ВОЗВРАЩЕНИЕ В ЦИВИЛИЗОВАННЫЙ МИР
От следующих двух дней моя память сохранила очень немногое, а моя записная книжка — совсем ничего. Река струилась ровно и неторопливо среди красивых пейзажей. Прачки в голубых платьях и рыбаки в голубых блузах оживляли однообразную зелень берегов, и это сочетание напоминало цветы и листья незабудок. Симфония в незабудках — так, мне кажется, мог бы определить Теофиль Готье панораму этих двух дней. Небеса были голубыми и безоблачными, и скользящая поверхность воды служила на плесах зеркалом небу и берегам. Прачки, смеясь, окликали нас, ропот деревьев и воды аккомпанировал нашим мыслям, а мы все неслись вниз по течению.

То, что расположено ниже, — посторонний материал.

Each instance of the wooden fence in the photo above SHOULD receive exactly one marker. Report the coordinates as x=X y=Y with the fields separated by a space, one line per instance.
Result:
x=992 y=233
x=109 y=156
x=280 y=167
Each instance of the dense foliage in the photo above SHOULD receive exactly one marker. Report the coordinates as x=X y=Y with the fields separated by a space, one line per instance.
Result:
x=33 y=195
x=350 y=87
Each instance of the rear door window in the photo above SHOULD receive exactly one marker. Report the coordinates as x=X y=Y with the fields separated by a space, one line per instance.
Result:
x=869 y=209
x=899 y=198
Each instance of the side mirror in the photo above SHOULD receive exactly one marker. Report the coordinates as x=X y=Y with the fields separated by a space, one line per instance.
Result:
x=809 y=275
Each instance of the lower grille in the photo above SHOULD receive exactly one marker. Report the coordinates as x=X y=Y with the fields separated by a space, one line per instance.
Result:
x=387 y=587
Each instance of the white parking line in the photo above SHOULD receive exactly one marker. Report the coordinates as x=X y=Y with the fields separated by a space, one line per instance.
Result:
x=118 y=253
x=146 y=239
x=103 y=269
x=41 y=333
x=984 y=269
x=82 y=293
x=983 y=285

Мощь и неутомимая целеустремленность реки завораживали рассудок. В ней теперь чувствовалась уверенность в достижении цели, сила и спокойствие зрелого, полного решимости человека. На песках Гавра нетерпеливо гремел ждущий ее прибой.

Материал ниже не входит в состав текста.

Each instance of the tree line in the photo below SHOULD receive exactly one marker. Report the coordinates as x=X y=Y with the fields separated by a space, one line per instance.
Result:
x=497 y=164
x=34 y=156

Что до меня, то, скользя по этой движущейся проезжей дороге в скрипичном футляре моей байдарки, я тоже начинал скучать по моему океану. Цивилизованный человек рано или поздно преисполняется тоски по цивилизации. Мне надоело погружать весло в воду, мне надоело жить на задворках жизни, я жаждал вновь очутиться в самой ее гуще, я жаждал приняться за работу, я жаждал вернуться к людям, понимающим мой язык, для которых я человек, во всем им равный, а не диковинка.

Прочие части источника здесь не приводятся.